Quality Month is not a slogan; it turns DFM, process control, test coverage and abnormal-issue closure into actions that can be checked on the production floor. This article is for procurement, engineering, quality and project teams evaluating Keep Best as a long-term PCBA manufacturing partner. The goal is not to add jargon, but to turn PCBA Quality Month into clear inputs, process controls and evidence.
Why this should be handled before production
In PCBA projects, many delays do not begin on the SMT line. They come from unclear inputs, unclassified risks and weak test boundaries. If PCBA Quality Month is handled only after pilot issues appear, the project usually absorbs extra rework, urgent communication and delivery uncertainty.

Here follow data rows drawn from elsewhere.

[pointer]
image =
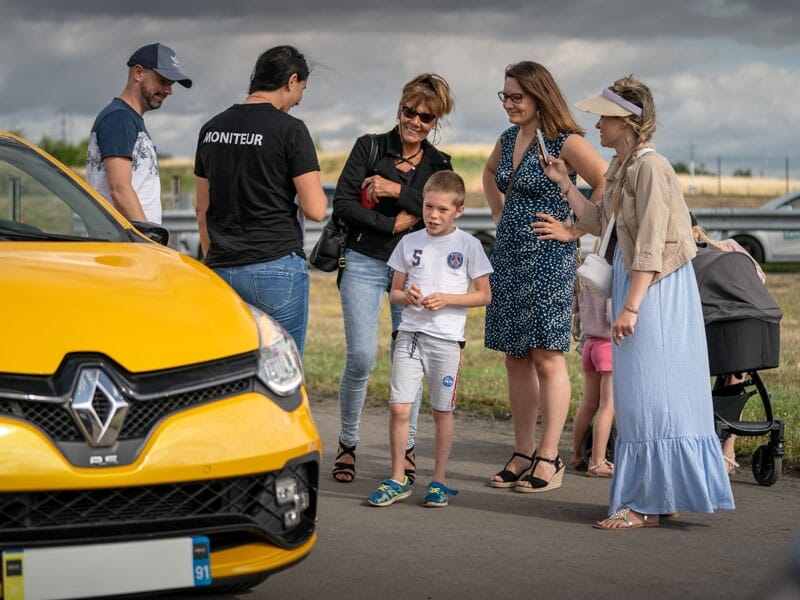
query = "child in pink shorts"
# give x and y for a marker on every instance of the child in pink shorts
(597, 402)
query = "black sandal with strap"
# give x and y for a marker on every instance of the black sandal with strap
(507, 476)
(537, 484)
(412, 472)
(345, 472)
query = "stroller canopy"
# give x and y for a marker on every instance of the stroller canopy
(730, 288)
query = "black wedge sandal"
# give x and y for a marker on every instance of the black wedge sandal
(411, 472)
(345, 472)
(507, 476)
(537, 484)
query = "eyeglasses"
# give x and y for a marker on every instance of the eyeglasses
(410, 113)
(515, 98)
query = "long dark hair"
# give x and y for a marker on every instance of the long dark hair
(275, 66)
(538, 83)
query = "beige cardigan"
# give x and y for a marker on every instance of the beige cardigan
(654, 230)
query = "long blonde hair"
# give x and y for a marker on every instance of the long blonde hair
(644, 125)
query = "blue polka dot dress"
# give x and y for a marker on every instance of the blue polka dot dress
(533, 280)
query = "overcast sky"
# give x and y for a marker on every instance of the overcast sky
(725, 73)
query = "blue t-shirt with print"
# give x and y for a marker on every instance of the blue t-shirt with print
(120, 131)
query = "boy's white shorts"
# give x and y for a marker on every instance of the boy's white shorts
(418, 355)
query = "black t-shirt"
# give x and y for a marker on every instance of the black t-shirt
(250, 153)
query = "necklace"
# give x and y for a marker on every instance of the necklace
(408, 159)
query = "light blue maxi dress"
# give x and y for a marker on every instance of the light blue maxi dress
(667, 456)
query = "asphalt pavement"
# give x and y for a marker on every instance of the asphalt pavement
(494, 543)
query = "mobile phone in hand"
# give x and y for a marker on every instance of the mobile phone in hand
(542, 147)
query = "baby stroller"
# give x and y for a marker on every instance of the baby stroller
(742, 324)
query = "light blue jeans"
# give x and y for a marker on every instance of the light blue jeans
(364, 282)
(278, 287)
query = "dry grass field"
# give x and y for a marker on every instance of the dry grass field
(701, 191)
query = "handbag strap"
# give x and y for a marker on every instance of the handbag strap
(607, 234)
(372, 161)
(516, 170)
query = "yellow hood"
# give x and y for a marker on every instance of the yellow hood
(144, 306)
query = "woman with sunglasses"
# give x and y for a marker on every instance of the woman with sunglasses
(534, 261)
(379, 197)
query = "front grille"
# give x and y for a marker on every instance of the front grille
(245, 503)
(57, 422)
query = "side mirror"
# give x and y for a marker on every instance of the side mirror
(153, 231)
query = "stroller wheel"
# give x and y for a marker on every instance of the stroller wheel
(766, 466)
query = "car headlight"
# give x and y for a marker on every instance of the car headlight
(279, 364)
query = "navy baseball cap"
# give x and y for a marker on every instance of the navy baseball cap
(162, 60)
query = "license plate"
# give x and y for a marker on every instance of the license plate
(105, 569)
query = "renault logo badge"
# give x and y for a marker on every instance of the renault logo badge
(98, 407)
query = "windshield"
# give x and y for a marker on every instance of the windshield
(38, 201)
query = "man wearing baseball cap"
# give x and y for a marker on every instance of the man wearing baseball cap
(121, 162)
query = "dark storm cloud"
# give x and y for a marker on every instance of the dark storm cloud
(720, 70)
(761, 22)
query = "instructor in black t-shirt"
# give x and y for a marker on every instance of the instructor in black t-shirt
(251, 161)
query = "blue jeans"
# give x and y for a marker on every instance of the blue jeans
(364, 282)
(278, 287)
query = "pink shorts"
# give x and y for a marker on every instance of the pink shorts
(596, 355)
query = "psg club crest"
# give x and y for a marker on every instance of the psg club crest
(455, 260)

A better approach is to connect the topic with [PCBA manufacturing services](/en/service), [DFM review](/en/dfm), [quality management](/en/quality) and [RFQ submission](/en/rfq). This gives buyers and manufacturing teams one shared evidence base for decisions.
Risks buyers should identify
- quality targets staying at campaign level - issues not mapped to process variables - corrective actions not verified
These risks do not automatically stop a project. They do require a clear treatment path before pilot or volume production. Buyers should ask which risks can be controlled by process settings and which require customer decisions on design, material or test requirements.
Recommended control actions
- break quality targets down by process - review defect Pareto data - verify before-and-after improvement data
The controls should be tied to project milestones, not verbal promises. Confirm file completeness before quotation, close critical DFM issues before pilot production, and review test data and defect trends before volume release. The value of PCBA Quality Month is visible only when those milestones can be checked.